TTS is not suitable for performance tests unfortunately. We could use either Tsung or write a simple command line client in Java or Groovy using JaXMPP2. With out own code we have more control over what we do and how we do it. Tsung is easier to run large and distributed load tests but probably this is not what we want to do here. There is also a built-into Tigase code for testing PubSub so you actually do not need any external tool or users connection to put some load on PubSub. PubSubTestsTask If you know how to use it, it might be good enough. In order to activate the task you have to configure StanzaReceiver component, and then connect with Psi to the server, browse service discovery for the component and create a new task. Pick PubSubTest task from the list and that's it.
I agree, this makes sense. But probably we are not interested in hundreds of thousands users connection, instead 100 or 1,000 users would be good enough. Actually we do not need users at all. It could be a single user accessing multiple nodes at the same time.
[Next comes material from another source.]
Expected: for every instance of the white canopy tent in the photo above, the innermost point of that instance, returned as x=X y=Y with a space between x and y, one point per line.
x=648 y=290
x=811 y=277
What I mean is the user simulator software could be very simple thing. |
|
Referenced from commit 1 year ago
|
Type |
New Feature
|
Priority |
Normal
|
Assignee | |
RedmineID |
1667
|
Let's say we have 30 mln PubSub nodes and we want to have a list of PubSub nodes for a given subscriber. We assume that we have just a few (max 100) PubSub nodes for a single subscriber so we do not worry about loading 30 mln, the problem is just searching DB in an efficient way.
Can we do this efficiently? Given the way Tigase stores subscribers right now it might be problematic.
Andrzej, could you please review this problem and decide whether we need to do something and who should work on this if needed?